A new project at Brown University, the Archaeology of College Hill. Taught, appropriately enough, more or less right alongside Lovecraft’s old garden, by the sound of it and by what can be seen in the photos.
The students have…
began an archaeological excavation of a green space next to Brown’s List Art Building … [the old] 58 College St. … In the late 1930s, it housed the now-inactive Alpha Tau Omega fraternity.
This was the closely adjacent building, close enough for Lovecraft to observe students from his windows, as his sunsets lowered into dusk and one might see into other houses before the curtains were drawn. The place featured in “The Haunter of the Dark”…
Students in the Psi Delta house, whose upper rear windows looked into Blake’s study, noticed the blurred white face at the westward window on the morning of the 9th, and wondered what was wrong with the expression.
Close enough for students to also see Lovecraft’s (Blake’s) expression while at his desk. There was no “Psi Delta” chapter in Providence, according to Annotated Lovecraft. It was thus Lovecraft’s polite gloss on the real Alpha Tau Omega. Presumably he had no wish to antagonise his direct neighbours, should they come to read the tale. As well they might. Yet the Tau Omega is referenced a little later in the story…
A youth in the Tau Omega fraternity house thought he saw a grotesque and hideous mass of smoke in the air just as the preliminary flash burst, but his observation has not been verified.
One hopes the current Brown students may move just a few yards back toward the List building in the future, and thus begin to excavate the site of Lovecraft’s garden. Now there’s an idea for a Mythos story.

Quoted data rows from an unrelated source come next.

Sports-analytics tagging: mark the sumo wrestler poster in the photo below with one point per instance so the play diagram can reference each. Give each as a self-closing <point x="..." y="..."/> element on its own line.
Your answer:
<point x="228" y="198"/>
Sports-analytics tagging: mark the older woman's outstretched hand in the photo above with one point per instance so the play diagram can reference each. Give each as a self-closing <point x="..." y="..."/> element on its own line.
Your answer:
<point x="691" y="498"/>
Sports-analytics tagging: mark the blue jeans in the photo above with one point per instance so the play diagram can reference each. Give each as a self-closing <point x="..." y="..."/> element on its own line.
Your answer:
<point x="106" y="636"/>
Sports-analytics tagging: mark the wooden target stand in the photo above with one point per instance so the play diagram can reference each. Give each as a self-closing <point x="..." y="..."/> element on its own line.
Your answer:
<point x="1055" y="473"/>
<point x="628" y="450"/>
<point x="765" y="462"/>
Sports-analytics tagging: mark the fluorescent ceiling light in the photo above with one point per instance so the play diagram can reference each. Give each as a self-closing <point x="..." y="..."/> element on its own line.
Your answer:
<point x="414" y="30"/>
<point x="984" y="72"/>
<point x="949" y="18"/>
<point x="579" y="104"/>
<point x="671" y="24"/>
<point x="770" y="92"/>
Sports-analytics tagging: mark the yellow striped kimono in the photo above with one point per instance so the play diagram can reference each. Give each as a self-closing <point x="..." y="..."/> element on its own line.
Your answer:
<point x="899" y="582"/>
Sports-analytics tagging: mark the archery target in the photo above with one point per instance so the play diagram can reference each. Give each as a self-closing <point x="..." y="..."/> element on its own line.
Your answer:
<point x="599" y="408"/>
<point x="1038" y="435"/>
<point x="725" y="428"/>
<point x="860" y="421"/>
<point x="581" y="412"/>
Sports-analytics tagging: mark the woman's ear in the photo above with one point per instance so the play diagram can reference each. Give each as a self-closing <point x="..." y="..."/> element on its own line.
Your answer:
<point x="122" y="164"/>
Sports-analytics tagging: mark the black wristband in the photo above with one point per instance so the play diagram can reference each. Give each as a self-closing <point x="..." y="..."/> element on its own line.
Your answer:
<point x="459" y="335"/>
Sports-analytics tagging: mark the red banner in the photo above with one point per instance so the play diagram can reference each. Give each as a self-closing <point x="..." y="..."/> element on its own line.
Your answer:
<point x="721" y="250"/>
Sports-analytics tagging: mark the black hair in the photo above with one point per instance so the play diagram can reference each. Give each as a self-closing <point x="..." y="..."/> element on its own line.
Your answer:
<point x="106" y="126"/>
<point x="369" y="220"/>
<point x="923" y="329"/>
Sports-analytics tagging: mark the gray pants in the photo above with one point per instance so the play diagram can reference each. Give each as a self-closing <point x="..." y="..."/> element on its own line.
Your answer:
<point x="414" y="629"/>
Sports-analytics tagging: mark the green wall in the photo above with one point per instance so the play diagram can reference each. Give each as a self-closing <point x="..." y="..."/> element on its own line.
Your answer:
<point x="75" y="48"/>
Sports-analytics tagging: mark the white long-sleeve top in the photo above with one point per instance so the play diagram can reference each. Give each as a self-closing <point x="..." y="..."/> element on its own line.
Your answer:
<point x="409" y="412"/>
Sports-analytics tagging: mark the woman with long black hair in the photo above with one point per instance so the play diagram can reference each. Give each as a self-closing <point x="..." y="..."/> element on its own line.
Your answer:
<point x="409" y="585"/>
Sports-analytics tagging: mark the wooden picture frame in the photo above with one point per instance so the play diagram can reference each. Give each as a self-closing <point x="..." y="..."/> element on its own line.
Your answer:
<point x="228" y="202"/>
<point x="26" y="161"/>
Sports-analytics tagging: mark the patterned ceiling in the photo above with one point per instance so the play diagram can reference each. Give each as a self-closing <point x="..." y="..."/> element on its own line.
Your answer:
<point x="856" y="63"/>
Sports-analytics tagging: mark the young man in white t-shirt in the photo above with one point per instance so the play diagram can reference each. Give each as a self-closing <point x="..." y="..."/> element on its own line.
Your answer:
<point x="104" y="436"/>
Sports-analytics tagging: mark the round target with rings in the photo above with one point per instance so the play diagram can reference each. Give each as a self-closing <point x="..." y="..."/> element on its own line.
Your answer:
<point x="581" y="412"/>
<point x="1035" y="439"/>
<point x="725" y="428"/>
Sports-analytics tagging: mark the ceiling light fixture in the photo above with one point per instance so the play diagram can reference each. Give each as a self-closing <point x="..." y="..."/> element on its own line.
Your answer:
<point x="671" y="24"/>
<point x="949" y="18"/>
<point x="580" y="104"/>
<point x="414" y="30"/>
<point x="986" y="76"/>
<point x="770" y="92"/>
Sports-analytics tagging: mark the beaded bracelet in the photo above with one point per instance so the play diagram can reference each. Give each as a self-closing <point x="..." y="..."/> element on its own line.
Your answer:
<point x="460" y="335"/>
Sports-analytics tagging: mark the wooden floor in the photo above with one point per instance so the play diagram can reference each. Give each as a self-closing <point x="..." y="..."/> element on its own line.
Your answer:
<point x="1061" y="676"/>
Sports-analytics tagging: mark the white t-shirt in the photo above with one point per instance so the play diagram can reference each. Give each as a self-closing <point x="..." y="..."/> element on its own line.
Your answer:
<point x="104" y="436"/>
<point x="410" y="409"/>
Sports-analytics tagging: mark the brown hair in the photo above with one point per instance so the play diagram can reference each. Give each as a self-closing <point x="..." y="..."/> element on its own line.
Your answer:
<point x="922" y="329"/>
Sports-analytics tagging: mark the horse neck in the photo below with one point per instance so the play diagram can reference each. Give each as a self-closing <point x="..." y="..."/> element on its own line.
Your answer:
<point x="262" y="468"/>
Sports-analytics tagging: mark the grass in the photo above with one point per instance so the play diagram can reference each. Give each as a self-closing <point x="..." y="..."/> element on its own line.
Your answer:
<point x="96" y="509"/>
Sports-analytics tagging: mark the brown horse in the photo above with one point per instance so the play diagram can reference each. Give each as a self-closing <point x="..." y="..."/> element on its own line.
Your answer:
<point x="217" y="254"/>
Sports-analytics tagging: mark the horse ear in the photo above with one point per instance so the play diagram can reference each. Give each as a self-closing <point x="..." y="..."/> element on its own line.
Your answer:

Also relating to the List building, here’s one which may interest pychogeographers more than archaeologists. Just over 40 years after Lovecraft’s death, a 1978 meditation by Debra Shore on the top floor of the cramped and apparently rather spooky List Art Building. This is the modernist building the edge of which is seen in the above photo, and which stands on the site of Lovecraft’s home at 66 College Street. The peice for the Brown Alumni Monthly seems oblivious to the shade of Lovecraft, although obliquely evokes The Rats In the Walls, Pickman’s Model, Hypnos and others, for those who know their Lovecraft…
Located at the top of the building, where the stegosauric [i.e. dinosaur] ribs soar over the Providence skyline, rising massively from the Hill, is the painting Studio. [In which …] A sextet of crabs (blue, purple, green, gold, maroon, burnt orange) scrabble on a canvas, covering letters — which spell underneath, WE DREAM. […] A plaster head labeled “Phrenology” sits on a table. The skull is quartered, then divided further: the sections numbered. […]
The place is a mess, the floor lined with paper towels, cigarette packs, stretcher strips, empty turpentine cans, paper, cups – the debris of doing art. The floor is spattered with paint, scarred and splotched, scratched and marred. The walls have become a canvas, too, a backboard for design ideas to be batted against, an easel for a canvas to be stretched across, a sketchpad. Even the windows have become stained.
The sky, through one long slit window, is a subtle gradation of pastel hues, a value-study called sunset, a pale wash. Through this window, smeared with paint, the city glows, bustles, empties, rests. My reflection mirrors me; behind, the easels wait, the colors deepen in hue. The light flows in, and out. A new piece of cut canvas is draped over a new wooden frame, ready to be stretched and primed. Long strips of wood, like tallest reeds, lean against a wall. In the studio at dusk, a single painter paints. The others have packed up and gone home. The easels stretch toward the sky. A saxophone wails on the radio. Night comes.